Comment, selon vous, Lynch donne-t-il sa place à la musique dans son “cinéma des sensations’’ ?
“Cinéma des sensations’’, sans doute totalement. Lynch a cette faculté, ce don à nous faire éprouver, ressentir la texture, la matière des choses, du monde. Et -c’est absolument caractéristique de Lynch, c’est par l’image et le son, la musique, cette combinaison des deux, que l’on rencontre quelque chose de quasiment tactile, quelque chose que l’on ressent physiquement comme si on l’éprouvait, le touchait, palpait ce quelque chose. On est dans l’intime. Et dès qu’on est dans l’intimité des choses, on est aussi dans quelque chose de dérangeant. Nos sensations sont bien de l’ordre de l’intime et dans le même temps, on aborde autre chose qui ne nous appartient pas : on ressent aussi une sorte de violation, une « infamiliarité ». Dès qu’on touche à l’origine des choses, on n’est vraiment pas loin de l’aliénant. Et là, le son, la musique, se sont pas que des amplificateurs. Dans tous les cas, ontologiquement, et le cinéma de Lynch le vérifie, l’ouïe précède la vue. Au fond du creux de l’oreille découpée dans Blue Velvet, il n’y a rien que du vide et du son. Comme, si une fois, dépouillé de tout, du monde, il ne restait plus que du son. The Sound of silence’’. Je pense que, chez Lynch, le son, les musiques, font littéralement pulser, vibrer les choses, les arrachent au silence. Mais l’image informe le son autant que le son l’informe.

Par quelles étapes est-il passé depuis ses premières œuvres animées en intégrant la musique, déjà essentielle dans Eraserhead , (son premier long métrage sorti en 1977) ?
L’anecdote est connue : avant de devenir cinéaste, David Lynch voulait devenir peintre. Et il a notamment été étudiant en art à Philadelphie. Un soir, il travaillait dans un studio de son école d’art. Il peignait quelque chose d’une nature morte ou d’un jardin. Il a eu là une hallucination visuelle “bien réelle’’ : de son propre aveu, il ne prenait pas de drogue ou bien n’en avait pas pris ce soir-là.  Il a entendu un coup de vent violent. Et, là, il a eu l’impression que sa peinture avait commencé à s’animer sous l’effet du vent, sous l’effet d’un bruit. Et c’est à cet instant précis qu’il a décidé de mettre en branle ses peintures, en fait, de se mettre au cinéma. C’est en un sens le son, le bruit du vent – annonciateur des fameux drones qu’on entendra dès Eraserhead – qui fait bouger l’image fixe de la peinture, qui amène Lynch au cinéma, qui arrache les choses au silence, à la mort, à l’immobilité.

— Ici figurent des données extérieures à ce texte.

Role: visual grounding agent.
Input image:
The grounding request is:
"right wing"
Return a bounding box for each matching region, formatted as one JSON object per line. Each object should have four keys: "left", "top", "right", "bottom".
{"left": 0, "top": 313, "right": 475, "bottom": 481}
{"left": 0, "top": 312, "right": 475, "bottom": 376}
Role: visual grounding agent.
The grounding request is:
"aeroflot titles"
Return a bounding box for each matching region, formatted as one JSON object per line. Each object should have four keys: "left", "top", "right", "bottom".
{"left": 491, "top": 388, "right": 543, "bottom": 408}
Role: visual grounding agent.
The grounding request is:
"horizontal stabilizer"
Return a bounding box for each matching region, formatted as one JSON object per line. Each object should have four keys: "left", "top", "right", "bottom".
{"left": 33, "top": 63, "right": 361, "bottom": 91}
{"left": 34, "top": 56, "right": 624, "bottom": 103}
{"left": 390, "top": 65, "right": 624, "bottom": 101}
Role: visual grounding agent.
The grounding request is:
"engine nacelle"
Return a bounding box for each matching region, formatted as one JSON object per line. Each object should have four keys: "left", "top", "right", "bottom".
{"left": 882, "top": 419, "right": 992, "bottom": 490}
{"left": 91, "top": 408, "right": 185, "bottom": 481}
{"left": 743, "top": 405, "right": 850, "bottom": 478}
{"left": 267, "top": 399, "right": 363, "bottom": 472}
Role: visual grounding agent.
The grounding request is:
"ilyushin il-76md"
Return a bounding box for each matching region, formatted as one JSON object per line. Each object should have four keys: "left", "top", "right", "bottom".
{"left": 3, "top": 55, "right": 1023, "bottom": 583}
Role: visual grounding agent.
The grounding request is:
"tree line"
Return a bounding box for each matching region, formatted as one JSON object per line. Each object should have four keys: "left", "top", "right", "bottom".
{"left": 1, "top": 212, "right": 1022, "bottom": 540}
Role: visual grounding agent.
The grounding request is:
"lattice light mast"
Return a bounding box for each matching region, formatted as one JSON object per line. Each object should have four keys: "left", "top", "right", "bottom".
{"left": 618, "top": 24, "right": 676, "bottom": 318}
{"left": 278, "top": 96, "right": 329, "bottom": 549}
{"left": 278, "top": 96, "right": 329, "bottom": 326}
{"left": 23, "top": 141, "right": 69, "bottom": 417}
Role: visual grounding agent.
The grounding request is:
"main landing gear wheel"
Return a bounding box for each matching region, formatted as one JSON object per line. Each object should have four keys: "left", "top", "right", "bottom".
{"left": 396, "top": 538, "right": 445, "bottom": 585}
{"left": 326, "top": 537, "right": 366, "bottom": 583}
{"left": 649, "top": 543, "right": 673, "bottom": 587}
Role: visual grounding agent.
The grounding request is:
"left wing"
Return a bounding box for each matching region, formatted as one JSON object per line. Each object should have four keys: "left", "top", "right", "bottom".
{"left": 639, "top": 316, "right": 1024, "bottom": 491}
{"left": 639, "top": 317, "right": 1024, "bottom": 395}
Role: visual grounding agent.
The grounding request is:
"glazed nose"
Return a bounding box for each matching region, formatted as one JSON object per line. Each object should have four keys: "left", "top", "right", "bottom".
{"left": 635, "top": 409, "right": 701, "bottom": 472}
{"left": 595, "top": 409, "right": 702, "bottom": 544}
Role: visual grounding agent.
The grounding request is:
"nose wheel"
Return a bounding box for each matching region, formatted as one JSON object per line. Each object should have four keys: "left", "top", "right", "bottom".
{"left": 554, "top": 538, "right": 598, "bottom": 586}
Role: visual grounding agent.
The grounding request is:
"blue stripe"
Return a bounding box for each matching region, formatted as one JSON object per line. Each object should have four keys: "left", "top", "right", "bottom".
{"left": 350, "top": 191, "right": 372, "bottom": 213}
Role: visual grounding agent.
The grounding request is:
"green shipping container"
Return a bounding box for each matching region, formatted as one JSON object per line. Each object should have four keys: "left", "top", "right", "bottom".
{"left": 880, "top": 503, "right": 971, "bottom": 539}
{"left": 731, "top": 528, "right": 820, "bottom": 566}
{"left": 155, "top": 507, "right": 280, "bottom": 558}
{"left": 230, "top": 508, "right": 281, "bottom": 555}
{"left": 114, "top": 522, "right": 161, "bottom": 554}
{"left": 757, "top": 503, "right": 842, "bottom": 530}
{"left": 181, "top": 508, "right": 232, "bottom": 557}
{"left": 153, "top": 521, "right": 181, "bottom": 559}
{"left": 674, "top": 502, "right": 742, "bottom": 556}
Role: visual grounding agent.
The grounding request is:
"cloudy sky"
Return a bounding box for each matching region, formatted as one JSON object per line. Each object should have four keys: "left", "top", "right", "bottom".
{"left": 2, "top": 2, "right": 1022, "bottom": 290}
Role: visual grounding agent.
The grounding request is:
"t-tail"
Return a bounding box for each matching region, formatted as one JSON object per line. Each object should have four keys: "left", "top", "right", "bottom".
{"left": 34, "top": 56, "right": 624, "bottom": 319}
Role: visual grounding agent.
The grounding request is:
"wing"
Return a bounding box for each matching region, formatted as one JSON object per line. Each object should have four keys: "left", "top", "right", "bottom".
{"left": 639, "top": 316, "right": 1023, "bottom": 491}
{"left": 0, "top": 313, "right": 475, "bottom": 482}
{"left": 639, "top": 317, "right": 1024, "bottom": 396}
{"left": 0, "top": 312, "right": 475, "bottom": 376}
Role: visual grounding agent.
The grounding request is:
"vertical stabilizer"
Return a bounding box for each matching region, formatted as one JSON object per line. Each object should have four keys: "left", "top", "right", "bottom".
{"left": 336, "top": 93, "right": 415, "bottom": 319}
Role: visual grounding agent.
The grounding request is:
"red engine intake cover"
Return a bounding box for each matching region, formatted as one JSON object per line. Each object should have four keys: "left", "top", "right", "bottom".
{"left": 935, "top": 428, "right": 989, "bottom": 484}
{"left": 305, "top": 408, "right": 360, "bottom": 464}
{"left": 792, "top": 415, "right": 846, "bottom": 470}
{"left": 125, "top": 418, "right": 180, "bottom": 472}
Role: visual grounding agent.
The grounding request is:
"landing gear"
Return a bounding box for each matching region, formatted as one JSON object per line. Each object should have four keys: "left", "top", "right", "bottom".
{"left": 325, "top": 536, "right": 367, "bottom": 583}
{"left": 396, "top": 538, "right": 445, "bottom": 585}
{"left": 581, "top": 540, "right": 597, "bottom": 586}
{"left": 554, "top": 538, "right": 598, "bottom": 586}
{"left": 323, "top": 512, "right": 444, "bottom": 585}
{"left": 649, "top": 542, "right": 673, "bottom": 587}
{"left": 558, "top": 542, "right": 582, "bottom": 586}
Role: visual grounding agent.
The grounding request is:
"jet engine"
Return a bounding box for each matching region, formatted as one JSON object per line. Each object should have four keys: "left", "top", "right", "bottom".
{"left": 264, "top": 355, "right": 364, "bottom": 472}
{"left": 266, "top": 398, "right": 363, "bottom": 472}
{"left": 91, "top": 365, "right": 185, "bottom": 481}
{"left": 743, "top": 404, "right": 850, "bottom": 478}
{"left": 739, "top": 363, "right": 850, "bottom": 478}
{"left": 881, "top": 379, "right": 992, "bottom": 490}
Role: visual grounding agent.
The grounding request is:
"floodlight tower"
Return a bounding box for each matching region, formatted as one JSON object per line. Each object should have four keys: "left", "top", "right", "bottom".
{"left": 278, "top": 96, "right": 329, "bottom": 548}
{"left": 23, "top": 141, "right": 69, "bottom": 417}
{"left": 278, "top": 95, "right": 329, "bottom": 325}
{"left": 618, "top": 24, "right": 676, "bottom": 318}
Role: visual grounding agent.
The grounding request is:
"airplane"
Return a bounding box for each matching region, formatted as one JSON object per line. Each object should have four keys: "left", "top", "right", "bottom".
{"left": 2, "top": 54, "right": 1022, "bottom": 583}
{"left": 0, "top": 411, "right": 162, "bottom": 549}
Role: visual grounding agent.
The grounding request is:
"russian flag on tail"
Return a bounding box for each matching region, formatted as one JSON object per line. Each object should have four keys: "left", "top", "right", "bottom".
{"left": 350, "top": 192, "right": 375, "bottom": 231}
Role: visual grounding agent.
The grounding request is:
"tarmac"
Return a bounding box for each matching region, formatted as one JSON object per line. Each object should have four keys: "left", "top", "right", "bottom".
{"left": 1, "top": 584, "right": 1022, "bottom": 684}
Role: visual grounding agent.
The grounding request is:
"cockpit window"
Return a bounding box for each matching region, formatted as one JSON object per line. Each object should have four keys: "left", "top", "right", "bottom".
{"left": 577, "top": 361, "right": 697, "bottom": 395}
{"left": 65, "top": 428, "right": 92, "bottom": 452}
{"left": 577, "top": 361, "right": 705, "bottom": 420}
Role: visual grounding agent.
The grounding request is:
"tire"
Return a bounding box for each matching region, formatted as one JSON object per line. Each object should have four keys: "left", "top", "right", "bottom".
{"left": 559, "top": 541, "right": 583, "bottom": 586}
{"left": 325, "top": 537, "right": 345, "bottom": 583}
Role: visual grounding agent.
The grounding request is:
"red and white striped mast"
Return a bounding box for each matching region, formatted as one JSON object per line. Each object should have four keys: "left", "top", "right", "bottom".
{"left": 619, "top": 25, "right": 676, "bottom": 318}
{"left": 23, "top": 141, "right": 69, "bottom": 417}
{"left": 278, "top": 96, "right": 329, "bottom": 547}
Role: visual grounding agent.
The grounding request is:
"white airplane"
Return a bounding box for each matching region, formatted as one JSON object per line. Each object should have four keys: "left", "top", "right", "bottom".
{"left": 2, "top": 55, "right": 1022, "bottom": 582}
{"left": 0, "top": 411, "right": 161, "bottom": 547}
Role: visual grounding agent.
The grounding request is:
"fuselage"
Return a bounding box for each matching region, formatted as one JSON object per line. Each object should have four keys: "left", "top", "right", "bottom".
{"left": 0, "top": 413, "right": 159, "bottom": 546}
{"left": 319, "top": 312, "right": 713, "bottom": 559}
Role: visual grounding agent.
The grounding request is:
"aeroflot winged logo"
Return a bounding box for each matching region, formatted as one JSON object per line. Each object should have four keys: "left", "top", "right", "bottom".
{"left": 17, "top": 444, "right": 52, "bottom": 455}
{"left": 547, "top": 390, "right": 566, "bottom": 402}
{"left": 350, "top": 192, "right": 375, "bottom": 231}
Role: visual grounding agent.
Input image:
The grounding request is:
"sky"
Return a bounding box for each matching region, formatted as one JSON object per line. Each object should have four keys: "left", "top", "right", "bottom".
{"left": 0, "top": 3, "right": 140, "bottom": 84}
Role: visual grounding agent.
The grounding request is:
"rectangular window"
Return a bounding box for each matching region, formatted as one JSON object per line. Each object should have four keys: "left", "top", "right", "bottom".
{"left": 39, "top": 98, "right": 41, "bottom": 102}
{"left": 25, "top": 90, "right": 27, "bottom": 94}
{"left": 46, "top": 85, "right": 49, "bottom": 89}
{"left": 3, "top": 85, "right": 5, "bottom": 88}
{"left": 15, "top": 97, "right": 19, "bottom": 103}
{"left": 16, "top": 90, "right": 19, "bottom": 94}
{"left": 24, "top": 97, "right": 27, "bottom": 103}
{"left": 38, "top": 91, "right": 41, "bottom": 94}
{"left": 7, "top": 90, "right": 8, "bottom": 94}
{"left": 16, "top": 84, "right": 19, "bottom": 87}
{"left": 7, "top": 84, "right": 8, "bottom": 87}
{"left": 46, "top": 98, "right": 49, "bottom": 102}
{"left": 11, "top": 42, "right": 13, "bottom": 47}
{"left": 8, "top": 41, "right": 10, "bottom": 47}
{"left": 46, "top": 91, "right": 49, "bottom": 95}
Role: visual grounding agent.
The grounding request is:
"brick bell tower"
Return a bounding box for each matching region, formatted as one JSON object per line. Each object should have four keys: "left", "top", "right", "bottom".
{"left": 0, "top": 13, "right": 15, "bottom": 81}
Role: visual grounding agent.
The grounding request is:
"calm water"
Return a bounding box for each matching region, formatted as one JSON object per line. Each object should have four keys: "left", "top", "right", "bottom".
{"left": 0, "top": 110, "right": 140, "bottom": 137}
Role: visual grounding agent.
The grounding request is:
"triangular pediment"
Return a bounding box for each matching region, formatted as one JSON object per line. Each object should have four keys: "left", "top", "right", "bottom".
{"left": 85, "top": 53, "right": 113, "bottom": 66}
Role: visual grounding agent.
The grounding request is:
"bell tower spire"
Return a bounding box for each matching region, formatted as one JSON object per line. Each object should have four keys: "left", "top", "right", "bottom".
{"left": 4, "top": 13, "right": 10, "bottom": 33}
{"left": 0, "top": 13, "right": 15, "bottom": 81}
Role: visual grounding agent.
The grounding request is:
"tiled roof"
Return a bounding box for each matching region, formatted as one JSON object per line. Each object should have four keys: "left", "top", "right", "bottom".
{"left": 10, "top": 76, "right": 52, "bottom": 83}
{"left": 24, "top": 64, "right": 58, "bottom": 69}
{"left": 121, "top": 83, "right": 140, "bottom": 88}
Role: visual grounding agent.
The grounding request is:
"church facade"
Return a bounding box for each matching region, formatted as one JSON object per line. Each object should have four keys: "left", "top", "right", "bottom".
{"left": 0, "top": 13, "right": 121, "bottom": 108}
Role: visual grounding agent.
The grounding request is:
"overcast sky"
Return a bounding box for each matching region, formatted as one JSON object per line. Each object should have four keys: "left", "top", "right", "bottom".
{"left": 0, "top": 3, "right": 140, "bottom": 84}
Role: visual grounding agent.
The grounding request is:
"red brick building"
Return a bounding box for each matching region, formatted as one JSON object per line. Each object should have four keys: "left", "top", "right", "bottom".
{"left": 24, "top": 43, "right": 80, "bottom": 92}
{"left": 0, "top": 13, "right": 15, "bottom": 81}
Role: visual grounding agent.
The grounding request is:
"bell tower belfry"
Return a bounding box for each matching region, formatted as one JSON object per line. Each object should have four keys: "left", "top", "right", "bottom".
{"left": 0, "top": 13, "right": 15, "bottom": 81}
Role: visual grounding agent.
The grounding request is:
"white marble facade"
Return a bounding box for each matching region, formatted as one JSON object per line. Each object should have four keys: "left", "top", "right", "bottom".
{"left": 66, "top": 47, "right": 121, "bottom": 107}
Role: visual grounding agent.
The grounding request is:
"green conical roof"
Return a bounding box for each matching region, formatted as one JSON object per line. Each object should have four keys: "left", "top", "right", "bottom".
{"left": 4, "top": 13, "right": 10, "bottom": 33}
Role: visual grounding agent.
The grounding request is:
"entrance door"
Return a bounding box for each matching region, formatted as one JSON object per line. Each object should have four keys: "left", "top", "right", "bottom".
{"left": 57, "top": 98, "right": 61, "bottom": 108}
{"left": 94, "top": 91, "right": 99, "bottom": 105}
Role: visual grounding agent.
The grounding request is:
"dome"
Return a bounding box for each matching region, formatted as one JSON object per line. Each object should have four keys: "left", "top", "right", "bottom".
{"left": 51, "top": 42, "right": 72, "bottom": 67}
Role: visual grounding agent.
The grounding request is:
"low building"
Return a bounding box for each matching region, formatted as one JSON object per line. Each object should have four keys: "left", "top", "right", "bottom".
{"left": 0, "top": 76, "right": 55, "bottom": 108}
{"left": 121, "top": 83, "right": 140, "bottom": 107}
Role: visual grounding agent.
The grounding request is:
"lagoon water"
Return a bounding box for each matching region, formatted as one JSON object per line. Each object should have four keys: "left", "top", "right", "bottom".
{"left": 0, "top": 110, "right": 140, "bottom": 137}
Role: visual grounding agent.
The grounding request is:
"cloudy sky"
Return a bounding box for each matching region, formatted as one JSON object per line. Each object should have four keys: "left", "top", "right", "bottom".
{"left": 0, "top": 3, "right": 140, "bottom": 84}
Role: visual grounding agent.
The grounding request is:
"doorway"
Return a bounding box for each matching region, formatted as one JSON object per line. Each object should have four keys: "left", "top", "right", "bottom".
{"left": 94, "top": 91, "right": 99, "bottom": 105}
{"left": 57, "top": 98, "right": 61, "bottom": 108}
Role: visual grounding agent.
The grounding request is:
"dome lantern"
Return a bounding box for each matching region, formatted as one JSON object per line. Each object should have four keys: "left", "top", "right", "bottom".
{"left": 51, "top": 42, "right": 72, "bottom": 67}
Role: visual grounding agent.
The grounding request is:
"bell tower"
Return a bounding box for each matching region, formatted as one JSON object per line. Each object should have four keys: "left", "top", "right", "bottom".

Il me semble que Lynch crée des “films dans le film’’. Cela me paraît flagrant dans Lost Highway. N’y parvient-il pas surtout grâce à l’utilisation de la musique et de musiciens et chanteurs très spécifiques ?
“Caster’’ des chanteurs comme Chris Isaak ou David Bowie apporte nécessairement quelque chose au film, comme une signification, une dimension supplémentaire. Quelque chose qui enrichit le film et qui qui tient tout simplement à la personnalité, à la discographie, à l’univers de l’artiste. Cela crée des bifurcations mais révèle aussi des convergences surtout quand certains titres, Wicked Game de Chris Isaak dont Lynch a réalisé le clip ou I’m Deranged de David  Bowie, sont emblématiques des films Sailor & Lula et Lost Highway et de leurs thèmes centraux, une belle histoire d’amour d’un côté, une sombre histoire de démence de l’autre. Les musiques sont à la fois dans le film et en dehors. Elles convergent en même temps qu’elles divergent d’avec le film. Celui qui a vu Sailor & Lula n’écoutera plus jamais Wicked Game de la même manière mais pareillement que serait Sailor & Lula sans Wicked Game ?  Une chanson, une phrase musicale est saisie dans le déroulé du film. Mais elle continue de se saisir dans son propre déroulé. Donc, elle est tout à la fois un détour et une continuation.
Bifurquer/converger : c’est vraiment très important quand on parle de musique et de son au regard du cinéma de Lynch. Et au regard de ce que ses films nous racontent, nous donnent à voir. I’m deranged de Bowie converge/amplifie l’ambiance inquiète, mystérieuse, angoissante de Lost Hiwghay, Im Abendrot de Richard Strauss, la passion amoureuse et la beauté d’un coucher de soleil planté dans un paysage désertique dans Sailor & Lula. Ou, ailleurs, au contraire, la musique diverge, contraste d’avec l’image. Comme, quand Frank violente Jeffrey et que nous entendons la belle et tendre balade de Roy Orbison, In Dreams (dans Blue Velvet).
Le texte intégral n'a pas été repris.